Randolph’s obituary read the following, “Although he had to turn out six columns a week, writing while the men he had spent the day in the field with were clinking glasses in front of a fire, he almost inevitably produced a well-organized essay illuminated by a salty and irreverent wit and notable for an absence of woodland cliches.”
How I found out about him is an interesting story. After my predecessor, the late Ted Giddings, passed away in 2005, his widow Anna gave his library of hunting and fishing books to me. In it was a small booklet that had been written by Randolph entitled, “Have fun with Jack Randolph in “Wood, Field and Stream”, a daily spicing of outdoor (and indoor) wit, wisdom and wile that enlivens the sports pages of The New York Times.”

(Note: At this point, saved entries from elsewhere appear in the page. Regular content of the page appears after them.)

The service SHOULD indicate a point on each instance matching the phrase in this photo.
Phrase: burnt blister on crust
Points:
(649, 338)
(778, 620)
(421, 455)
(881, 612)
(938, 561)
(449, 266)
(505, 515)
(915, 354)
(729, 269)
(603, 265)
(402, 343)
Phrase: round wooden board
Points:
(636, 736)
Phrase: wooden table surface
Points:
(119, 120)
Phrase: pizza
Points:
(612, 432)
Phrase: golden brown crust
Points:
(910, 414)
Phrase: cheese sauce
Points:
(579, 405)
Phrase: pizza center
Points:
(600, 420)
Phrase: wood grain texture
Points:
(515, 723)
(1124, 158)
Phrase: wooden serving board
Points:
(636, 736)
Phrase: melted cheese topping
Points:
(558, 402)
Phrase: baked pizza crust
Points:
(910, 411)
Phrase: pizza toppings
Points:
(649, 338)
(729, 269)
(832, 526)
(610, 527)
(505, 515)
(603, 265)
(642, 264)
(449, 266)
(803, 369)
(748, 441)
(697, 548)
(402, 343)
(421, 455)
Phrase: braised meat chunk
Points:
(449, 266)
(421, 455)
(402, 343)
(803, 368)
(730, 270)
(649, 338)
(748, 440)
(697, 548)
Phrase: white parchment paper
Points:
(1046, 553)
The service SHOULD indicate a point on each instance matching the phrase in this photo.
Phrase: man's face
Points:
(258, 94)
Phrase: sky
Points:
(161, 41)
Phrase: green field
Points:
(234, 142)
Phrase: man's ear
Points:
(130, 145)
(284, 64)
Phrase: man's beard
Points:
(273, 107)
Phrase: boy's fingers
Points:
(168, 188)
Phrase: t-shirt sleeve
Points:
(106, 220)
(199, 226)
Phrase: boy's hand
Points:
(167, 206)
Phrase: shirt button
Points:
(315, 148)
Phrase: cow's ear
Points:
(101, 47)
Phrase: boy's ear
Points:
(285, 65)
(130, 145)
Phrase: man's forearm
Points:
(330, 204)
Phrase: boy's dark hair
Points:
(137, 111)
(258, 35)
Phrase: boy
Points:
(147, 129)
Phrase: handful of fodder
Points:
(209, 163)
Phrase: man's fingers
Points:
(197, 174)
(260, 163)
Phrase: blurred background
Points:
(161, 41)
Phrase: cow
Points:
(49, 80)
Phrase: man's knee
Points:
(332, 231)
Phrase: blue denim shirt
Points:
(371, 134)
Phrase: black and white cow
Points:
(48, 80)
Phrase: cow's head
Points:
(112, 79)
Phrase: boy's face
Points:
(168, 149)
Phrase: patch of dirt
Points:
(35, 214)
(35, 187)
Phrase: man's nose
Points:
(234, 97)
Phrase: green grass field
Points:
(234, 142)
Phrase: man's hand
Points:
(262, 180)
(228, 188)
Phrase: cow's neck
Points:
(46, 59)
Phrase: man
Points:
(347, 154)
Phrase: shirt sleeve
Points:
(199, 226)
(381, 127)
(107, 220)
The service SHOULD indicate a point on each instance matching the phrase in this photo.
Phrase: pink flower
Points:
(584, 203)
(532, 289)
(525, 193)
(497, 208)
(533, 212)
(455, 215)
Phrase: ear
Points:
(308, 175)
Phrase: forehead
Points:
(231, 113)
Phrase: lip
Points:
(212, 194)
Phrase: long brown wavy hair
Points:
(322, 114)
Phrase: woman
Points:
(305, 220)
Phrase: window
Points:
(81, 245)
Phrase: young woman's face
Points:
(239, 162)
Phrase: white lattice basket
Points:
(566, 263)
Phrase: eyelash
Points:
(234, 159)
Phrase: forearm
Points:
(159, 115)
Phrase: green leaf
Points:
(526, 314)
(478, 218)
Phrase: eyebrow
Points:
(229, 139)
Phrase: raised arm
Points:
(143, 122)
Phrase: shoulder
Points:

Basically, it is a random sampling of some of his NYT columns. The undated black and white booklet probably was self-published because there is none of the usual copyright, ISBN numbers, etc. Also, there are no dates as to when the articles appeared in the NYT. How Ted got a hold of it, I don’t know. Perhaps because Randolph lived in Western Massachusetts (Colrain), Ted probably personally knew him and was given the booklet by him. (Let’s not forget that Ted was pretty well-known himself having written articles for Field Stream and other national magazines.)
So, why do I enjoy fishing? The following quote by an anonymous author covers it all: “I fish because I love to, not because I regard fishing as so terribly important but because I suspect that so many of the other concerns of man are equally unimportant; and not nearly so much fun”.